Mexican maquila strikers spread demands for union democracy
In January and February strikers in 70 factories along the border won wage increases and bonuses. Some of these actions were illegal “wildcat” strikes.
This militancy sparked labor unrest across Mexico. Several hundred leaders were fired or arrested because these walkouts threatened lucrative contracts with U.S. automakers and other corporations. But this has not deterred the workers.
Currently, a growing movement by rank-and-file members is demanding better working conditions and more control of their unions.
Labor actions abound. Encampments of factory employees blocked the gates of Coca Cola plants and shut down their operations. Milk and water bottlers demanded safer worksites and department store clerks set up picket lines. They hit the bricks for better health care and a stop to forced overtime as well as higher wages.
Just the threat of a strike caused Walmart to quickly settle with their 8,500 staff. They won a five-and-a-half percent salary increase at 132 stores located in 10 Mexican states. Workers are getting a taste of their power.
Another walkout action, which began on Feb. 1, at the Metropolitan Autonomous University was the longest strike in the college’s history. Sindatico Independiente de Trabajadores (SITUAM), which represents 6,000 teachers, office staff and blue-collar workers, hit the streets for a 20 percent raise and job security. The action ended in May. Workers settled for full pay for the days they walked the line, and a small raise.

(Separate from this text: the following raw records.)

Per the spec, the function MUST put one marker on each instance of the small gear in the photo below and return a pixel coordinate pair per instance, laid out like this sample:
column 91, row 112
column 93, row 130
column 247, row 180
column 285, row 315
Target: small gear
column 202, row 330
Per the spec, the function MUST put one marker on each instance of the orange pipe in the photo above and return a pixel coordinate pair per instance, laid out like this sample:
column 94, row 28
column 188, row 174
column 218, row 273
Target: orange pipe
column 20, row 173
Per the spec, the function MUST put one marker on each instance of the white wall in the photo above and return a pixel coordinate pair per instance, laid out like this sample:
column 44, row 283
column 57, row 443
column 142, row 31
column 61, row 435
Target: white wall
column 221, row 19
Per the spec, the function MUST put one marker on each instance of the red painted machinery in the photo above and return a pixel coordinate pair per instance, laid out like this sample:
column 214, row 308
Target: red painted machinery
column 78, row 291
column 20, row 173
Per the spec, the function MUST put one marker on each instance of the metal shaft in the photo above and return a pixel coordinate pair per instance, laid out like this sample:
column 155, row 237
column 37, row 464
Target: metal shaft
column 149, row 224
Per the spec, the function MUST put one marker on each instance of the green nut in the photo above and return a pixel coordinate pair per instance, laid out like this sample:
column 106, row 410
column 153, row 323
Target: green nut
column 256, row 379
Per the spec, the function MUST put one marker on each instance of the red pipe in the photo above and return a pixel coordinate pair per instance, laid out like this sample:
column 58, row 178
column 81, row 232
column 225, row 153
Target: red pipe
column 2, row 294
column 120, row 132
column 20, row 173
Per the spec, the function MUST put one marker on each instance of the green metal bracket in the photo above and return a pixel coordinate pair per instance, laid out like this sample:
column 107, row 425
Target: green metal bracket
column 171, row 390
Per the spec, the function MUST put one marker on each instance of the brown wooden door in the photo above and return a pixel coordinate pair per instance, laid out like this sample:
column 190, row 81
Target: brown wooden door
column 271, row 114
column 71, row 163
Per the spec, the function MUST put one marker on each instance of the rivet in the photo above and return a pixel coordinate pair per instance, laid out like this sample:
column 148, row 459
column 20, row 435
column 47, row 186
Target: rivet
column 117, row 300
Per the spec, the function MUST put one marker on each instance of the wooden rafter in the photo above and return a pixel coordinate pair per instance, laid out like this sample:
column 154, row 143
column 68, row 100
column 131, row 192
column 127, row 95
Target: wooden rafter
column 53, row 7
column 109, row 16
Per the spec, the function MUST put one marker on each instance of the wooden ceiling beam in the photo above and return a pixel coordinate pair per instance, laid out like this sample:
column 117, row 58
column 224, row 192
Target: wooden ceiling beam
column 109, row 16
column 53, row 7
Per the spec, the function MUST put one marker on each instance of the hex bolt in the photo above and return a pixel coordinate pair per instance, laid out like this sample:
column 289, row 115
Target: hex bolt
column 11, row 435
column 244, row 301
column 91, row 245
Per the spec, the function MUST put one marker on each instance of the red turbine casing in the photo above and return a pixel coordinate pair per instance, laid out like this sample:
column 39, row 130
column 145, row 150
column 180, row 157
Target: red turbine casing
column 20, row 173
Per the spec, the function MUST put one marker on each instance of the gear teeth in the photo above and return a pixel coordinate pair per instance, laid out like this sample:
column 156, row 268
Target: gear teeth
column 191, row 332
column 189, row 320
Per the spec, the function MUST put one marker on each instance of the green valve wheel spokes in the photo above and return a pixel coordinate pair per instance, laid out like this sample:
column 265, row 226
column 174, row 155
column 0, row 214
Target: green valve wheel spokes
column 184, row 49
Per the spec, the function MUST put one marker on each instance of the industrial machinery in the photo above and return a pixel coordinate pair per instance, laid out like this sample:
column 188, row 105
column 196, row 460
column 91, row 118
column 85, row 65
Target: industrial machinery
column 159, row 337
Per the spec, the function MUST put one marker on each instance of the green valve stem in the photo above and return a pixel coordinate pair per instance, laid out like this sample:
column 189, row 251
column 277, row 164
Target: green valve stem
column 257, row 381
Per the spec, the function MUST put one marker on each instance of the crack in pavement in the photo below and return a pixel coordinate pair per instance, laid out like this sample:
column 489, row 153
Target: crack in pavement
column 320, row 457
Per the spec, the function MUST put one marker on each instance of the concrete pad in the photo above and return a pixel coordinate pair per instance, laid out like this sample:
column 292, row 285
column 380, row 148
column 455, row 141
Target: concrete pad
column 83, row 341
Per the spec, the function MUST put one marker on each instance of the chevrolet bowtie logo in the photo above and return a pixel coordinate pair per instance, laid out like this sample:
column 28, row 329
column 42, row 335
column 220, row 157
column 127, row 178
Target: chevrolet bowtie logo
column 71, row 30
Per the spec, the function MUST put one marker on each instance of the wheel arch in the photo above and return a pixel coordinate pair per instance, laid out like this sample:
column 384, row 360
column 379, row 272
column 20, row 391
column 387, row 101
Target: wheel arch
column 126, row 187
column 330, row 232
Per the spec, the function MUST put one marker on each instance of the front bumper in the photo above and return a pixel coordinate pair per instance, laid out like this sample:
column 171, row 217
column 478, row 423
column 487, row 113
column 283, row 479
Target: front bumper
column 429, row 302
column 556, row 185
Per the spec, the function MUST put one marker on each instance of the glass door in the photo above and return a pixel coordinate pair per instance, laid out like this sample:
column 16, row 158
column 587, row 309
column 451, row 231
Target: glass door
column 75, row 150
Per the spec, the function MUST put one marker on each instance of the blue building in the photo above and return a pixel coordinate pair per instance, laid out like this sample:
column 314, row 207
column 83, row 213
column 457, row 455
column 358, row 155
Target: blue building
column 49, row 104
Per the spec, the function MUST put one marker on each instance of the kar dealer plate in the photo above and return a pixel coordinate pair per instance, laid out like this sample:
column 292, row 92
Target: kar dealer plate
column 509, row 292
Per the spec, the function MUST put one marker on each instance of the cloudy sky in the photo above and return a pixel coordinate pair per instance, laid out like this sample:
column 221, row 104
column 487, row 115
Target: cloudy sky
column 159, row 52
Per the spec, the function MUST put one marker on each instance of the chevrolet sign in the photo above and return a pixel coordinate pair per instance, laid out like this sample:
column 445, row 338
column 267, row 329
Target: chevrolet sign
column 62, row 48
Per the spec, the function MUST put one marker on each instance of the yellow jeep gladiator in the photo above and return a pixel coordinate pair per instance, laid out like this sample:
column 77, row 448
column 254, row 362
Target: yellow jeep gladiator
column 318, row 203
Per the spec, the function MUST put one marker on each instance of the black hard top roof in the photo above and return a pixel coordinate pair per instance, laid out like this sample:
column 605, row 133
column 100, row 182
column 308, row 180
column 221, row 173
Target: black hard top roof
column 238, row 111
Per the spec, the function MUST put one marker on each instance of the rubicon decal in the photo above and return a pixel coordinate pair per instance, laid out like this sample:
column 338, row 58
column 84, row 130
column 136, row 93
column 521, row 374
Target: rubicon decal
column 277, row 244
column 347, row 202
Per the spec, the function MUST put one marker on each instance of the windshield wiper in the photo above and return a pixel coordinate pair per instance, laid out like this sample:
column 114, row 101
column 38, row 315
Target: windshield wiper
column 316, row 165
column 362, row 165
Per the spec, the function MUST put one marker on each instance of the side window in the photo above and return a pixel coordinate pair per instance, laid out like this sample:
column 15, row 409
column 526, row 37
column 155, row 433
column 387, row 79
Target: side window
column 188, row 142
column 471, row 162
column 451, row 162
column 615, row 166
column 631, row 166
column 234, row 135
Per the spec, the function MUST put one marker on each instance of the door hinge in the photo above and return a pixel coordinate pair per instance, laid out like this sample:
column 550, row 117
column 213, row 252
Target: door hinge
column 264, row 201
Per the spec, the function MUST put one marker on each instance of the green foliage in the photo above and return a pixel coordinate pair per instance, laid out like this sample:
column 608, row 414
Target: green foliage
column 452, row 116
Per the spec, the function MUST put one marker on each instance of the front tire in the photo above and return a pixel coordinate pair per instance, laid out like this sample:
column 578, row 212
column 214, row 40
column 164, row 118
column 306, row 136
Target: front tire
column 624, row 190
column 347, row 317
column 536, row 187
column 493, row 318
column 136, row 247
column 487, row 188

The university tried to break the union by hiring most new employees as empleados de confianza, outside the labor contract. This public sector walkout joined other teacher actions calling for an end to privatizing education, unfair evaluations and dismissals of teachers, along with bread-and-butter issues.
A glimmer of hope. This current wave of workers’ activism is different. People are not just fighting for higher wages but are demanding removal of their sell-out charro leaders who are not democratically elected and an end to illegitimate or “protection” contracts. Most labor associations are government-controlled “company unions” and members toil under contracts negotiated in secret. Many have never seen their contracts.
Ignoring declarations that their work stoppages are illegal and fed up with sellout leaders, some activists are forming independent unions. They vow to continue fighting despite administration calls for “labor peace” to save the maquiladora economy from losing factories to other lower-wage nations.
New labor laws enacted on April 29 by the Mexican Senate grant the right to secret ballots for electing officers and voting on contracts. This is a baby step and no doubt it will be an ongoing battle to enforce it.
In spite of President López Obrador’s campaign pledge to improve working conditions and support independent unions, his administration has done very little. He has not even authorized these strikes as legal, which is required under Mexican law. The silence from his administration is deafening.
Mexican activists have a tough fight ahead for control of their unions. Important strides are being made toward democracy as workers flex their collective power. They are just plain fed up and not going to take it anymore!